今はジェロもパレードの最後尾で待機しているところである。
まずは外国のラーフェン王国の国王であるルネリエルが先頭に。
到着のときと同様にドラゴンのドゥドゥに騎乗して進む。
そして、自国であるベルカイム王国のアンネ女王とヒルデリン国王がそれぞれドラゴンのシュシュとラヴィに騎乗。
その次は、外国の王女であるルグミーヌ王国のメンヒルト王女。
彼女だけドラゴンに騎乗しないわけにもいかないので、ティティを貸し出して騎乗させ、横にはワイバーンのルッツに騎乗したコンスタンが飛ぶ。

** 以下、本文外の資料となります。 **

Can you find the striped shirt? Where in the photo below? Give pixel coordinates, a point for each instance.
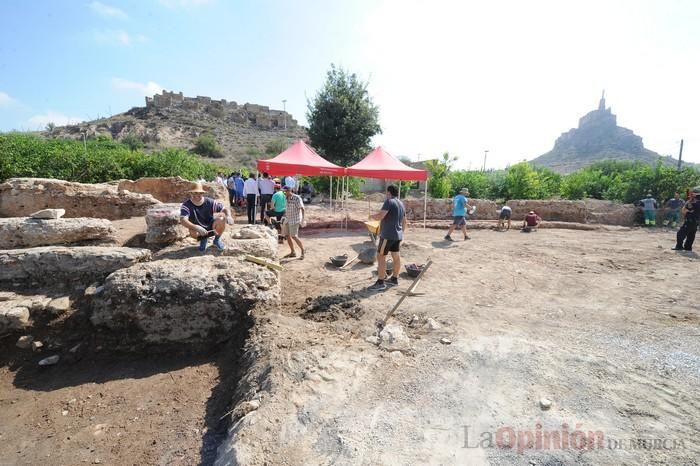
(294, 206)
(202, 215)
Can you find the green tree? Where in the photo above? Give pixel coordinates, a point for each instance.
(275, 147)
(522, 182)
(206, 146)
(133, 141)
(50, 128)
(439, 185)
(342, 118)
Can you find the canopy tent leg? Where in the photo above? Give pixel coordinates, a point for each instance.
(257, 192)
(425, 203)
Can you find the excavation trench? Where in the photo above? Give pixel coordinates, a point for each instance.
(112, 401)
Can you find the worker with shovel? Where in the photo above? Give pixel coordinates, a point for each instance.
(205, 217)
(393, 224)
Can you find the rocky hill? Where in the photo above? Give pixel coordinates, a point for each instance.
(597, 138)
(173, 120)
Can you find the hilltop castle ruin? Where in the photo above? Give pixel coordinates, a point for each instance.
(260, 116)
(598, 137)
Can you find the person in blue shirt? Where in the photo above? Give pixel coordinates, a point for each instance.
(205, 217)
(649, 206)
(459, 214)
(239, 189)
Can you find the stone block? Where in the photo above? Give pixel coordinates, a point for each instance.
(19, 197)
(13, 318)
(26, 232)
(195, 300)
(163, 224)
(172, 189)
(49, 214)
(53, 263)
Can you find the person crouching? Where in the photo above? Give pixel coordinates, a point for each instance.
(531, 222)
(205, 217)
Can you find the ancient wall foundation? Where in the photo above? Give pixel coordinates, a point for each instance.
(588, 211)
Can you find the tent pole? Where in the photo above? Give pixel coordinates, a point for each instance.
(347, 194)
(337, 193)
(425, 203)
(342, 203)
(257, 191)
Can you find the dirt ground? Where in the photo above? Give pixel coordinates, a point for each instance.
(602, 323)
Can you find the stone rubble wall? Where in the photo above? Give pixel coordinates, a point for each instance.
(588, 211)
(163, 224)
(194, 300)
(26, 232)
(172, 189)
(51, 264)
(19, 197)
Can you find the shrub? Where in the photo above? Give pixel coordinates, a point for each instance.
(133, 141)
(207, 146)
(99, 160)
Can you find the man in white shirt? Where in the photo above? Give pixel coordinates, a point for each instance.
(267, 188)
(250, 191)
(291, 182)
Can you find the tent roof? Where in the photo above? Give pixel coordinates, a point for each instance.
(300, 159)
(380, 164)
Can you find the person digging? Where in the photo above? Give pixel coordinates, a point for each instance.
(460, 212)
(295, 217)
(205, 217)
(392, 227)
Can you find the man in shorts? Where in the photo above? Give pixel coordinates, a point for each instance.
(393, 224)
(531, 222)
(205, 217)
(686, 233)
(459, 214)
(295, 216)
(674, 210)
(504, 214)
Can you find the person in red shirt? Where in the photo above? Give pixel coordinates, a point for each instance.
(531, 222)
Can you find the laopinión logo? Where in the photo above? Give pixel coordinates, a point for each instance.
(507, 437)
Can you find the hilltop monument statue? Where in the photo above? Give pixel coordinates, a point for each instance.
(597, 138)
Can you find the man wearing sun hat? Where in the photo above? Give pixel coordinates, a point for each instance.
(204, 217)
(686, 233)
(459, 214)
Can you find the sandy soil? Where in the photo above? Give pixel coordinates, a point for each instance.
(602, 323)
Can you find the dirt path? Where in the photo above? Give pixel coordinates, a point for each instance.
(600, 323)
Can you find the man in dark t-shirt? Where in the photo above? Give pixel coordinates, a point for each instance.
(393, 224)
(686, 233)
(205, 217)
(531, 222)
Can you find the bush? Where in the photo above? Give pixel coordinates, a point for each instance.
(207, 146)
(133, 141)
(99, 160)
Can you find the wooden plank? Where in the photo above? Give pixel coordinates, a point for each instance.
(407, 293)
(261, 261)
(349, 262)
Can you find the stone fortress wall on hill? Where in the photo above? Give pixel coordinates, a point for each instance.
(261, 116)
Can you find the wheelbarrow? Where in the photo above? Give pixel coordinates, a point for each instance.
(373, 229)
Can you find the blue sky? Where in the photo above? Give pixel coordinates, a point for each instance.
(463, 77)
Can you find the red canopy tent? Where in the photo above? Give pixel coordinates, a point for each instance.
(381, 164)
(300, 159)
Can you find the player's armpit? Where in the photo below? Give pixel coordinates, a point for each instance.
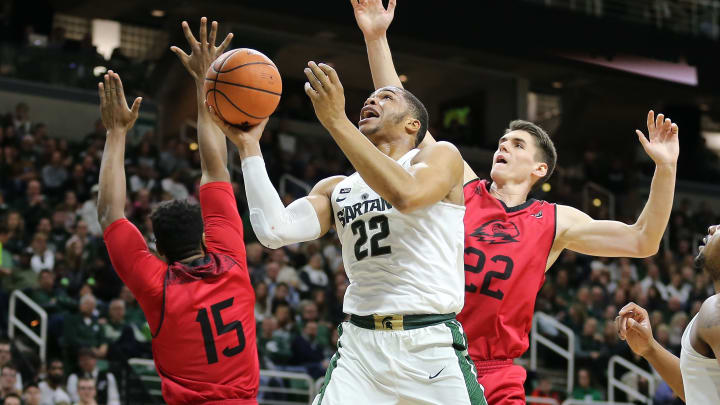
(436, 175)
(320, 197)
(578, 232)
(708, 324)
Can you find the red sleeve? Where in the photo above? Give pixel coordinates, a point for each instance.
(223, 226)
(140, 270)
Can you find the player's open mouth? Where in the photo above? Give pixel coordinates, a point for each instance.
(368, 113)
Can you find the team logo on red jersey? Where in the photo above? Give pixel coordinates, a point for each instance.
(496, 232)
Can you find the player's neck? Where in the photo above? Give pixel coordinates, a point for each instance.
(511, 194)
(394, 148)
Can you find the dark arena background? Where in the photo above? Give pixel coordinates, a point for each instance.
(587, 71)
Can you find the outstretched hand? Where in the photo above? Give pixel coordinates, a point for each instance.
(633, 326)
(326, 93)
(372, 17)
(240, 136)
(663, 146)
(203, 52)
(116, 116)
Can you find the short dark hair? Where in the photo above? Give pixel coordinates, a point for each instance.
(178, 228)
(546, 149)
(12, 395)
(417, 110)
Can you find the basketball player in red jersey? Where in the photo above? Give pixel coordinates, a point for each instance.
(510, 240)
(198, 298)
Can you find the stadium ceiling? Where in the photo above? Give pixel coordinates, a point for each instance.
(433, 43)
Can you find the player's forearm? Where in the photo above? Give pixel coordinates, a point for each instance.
(668, 366)
(381, 63)
(111, 196)
(384, 175)
(654, 218)
(212, 144)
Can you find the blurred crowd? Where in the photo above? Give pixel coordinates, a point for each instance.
(52, 250)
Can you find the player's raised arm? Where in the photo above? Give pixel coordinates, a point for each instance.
(213, 149)
(374, 19)
(578, 232)
(435, 171)
(117, 119)
(274, 224)
(633, 326)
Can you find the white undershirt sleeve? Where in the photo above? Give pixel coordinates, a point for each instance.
(274, 224)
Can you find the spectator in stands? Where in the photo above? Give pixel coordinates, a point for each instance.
(12, 399)
(88, 213)
(87, 389)
(261, 301)
(6, 360)
(8, 380)
(54, 301)
(287, 273)
(53, 389)
(32, 394)
(104, 382)
(16, 228)
(544, 390)
(133, 312)
(21, 119)
(590, 346)
(653, 280)
(54, 175)
(313, 276)
(308, 351)
(42, 257)
(584, 390)
(58, 233)
(83, 329)
(34, 207)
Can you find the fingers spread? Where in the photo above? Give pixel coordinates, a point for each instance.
(310, 91)
(391, 6)
(313, 80)
(331, 74)
(225, 43)
(188, 35)
(203, 32)
(120, 92)
(320, 75)
(213, 33)
(136, 106)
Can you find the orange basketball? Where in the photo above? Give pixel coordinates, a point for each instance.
(243, 86)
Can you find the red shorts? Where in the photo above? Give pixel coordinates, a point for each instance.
(503, 382)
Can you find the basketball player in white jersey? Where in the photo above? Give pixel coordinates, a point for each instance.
(400, 221)
(695, 376)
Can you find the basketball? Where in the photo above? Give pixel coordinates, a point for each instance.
(243, 86)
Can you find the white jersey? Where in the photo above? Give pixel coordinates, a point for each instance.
(399, 263)
(701, 375)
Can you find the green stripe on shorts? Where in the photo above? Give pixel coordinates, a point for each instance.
(333, 364)
(476, 392)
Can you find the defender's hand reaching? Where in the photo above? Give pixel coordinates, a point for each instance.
(202, 52)
(326, 93)
(663, 146)
(633, 326)
(116, 116)
(372, 18)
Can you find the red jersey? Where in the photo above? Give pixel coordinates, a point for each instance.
(201, 313)
(506, 252)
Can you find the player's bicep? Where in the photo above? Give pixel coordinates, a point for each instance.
(581, 233)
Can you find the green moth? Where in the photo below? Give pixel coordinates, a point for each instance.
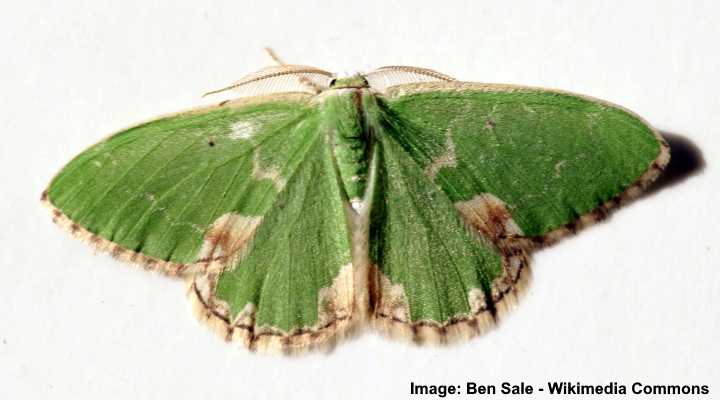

ようやく最後が、王族が来ていないコンヴィル王国であり、つまりジェロ達である。
ジェロとリスチーヌがジョエルに同乗し、ヴァルがレミに騎乗して進む。
パレードにはドラゴンだけでなく騎士団や魔術師団もいるのだが、とても代官館から全てが出発して移動することはできない。そのため、まず侍女や荷物などの馬車は街の南側に先に出て待機させつつ、パレードに参加する各国の団員達は北門から順次街に入ってくるような段取りである。
ジェロがリスチーヌに聞いてしまうのも当然という状態である。
この騒動に遭遇してしまった旅人や商人は北門も南門も使用できず、街の住民も店を閉めてパレード見学に行っているので困っていると思われるのであった。